The Iron Giant (1999)

Despite being one of the greatest animated films of all time, The Iron Giant was a victim of Warner Bros’ skepticism about the genre after their previous efforts failed, Search for Camelot. The film, directed by future Pixar director Brad Bird, grossed $31.3 million (£23.4 million) worldwide on a budget of $70-80 million (£52-60 million).

It’s a Wonderful Life (1946)

Although this classic wasn’t a huge flop, it underperformed at the Christmas box office due to stiff competition from other major films released at the time, including William Wyler’s The best years of our lives and Powell and Pressburger’s A matter of life and death.

The King of Comedy (1982)

Although well-received by critics, Martin Scorsese’s drama flopped at the box office. Thinking about it, lead actor Robert De Niro said the film “maybe wasn’t well received because it gave off an aura of something that people didn’t want to see or know.”

Man on the Moon (1999)

This Jim Carrey film directed by Miloš Forman cost Universal big bucks after failing to recoup its $52-82m (£39-61.4m) budget. In 2017, footage from the making of the film was turned into a documentary Jim & Andy: The Great Afterlifewhich documented Carrey’s transformation into comedian Andy Kaufman.

Mulholland Drive (2001)

David Lynch’s Head Scratch is considered one of the greatest films of all time, but it was so difficult to market that it failed to recoup its $20million (£15million) budget.
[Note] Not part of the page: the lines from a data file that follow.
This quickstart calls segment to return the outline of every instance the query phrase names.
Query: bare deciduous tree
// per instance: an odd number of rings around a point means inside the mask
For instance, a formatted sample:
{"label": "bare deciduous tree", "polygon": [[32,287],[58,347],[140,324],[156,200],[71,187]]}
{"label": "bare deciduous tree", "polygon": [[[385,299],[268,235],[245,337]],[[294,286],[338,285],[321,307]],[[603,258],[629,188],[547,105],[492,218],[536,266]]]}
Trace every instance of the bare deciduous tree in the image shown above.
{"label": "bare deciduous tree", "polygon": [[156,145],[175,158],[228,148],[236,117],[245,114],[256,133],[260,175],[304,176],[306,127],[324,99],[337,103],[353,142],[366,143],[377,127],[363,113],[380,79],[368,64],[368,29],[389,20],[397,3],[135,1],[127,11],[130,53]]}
Scott Pilgrim vs. the World (2010)

Edgar Wright’s latest film, Last night in Soho, flopped. at the box office — but it wasn’t the director’s first disappointment. in 2010, Scottish pilgrim was a box office bomb, grossing $47.7 million (£35.8 million) on a production budget of $85-90 million (£63.7-67.5 million). However, the love for the film is strong 11 years later, and the director regularly tweets along when it airs on TV.

‘Scott Pilgrim vs. the World’

(Big Talk Productions/Kobal/Shutterstock)
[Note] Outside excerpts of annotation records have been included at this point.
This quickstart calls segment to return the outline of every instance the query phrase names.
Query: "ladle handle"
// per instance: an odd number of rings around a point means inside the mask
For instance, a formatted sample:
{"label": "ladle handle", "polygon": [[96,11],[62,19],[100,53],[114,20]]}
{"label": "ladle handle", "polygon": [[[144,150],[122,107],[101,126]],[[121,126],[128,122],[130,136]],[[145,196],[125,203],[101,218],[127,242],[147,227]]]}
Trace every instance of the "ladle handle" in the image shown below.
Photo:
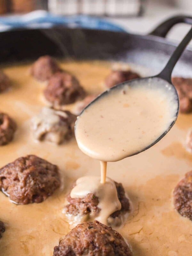
{"label": "ladle handle", "polygon": [[192,39],[192,28],[175,50],[165,67],[157,76],[171,83],[171,74],[173,68]]}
The Shawshank Redemption (1994)

This Stephen King adaptation may famously be at the top of IMDb’s ‘Top 250’ list, but it was a disappointment at the box office upon release, grossing just US$16 million (£12 million) during its first theatrical run. brought in. It would later be re-released and gross $58.3million (£43.7million), which is a bit of a scam but we’ll let it happen.

A Simple Plan (1998)

Now available on BBC iPlayer, this Oscar-nominated Coen brothers-style noir directed by Sam Raimi has raked in a paltry $17 million (£12.7 million) at the box office. This perhaps cemented its fate as one of the most unsung films of the 1990s.

This Is Spinal Puncture (1984)

It wasn’t until the release of Home Entertainment that Rob became Reiner’s mockumentary This is spinal tapdocumenting the rise of a fictional band became the beloved classic it is today.

Willy Wonka and the Chocolate Factory (1971)

It may be a superior Roald Dahl adaptation, but the Gene Wilder film grossed a tiny $1 million (£749) on its original release in 1971. It cemented its status as one of the most popular family films of all time after becoming a staple on the Christmas television schedule.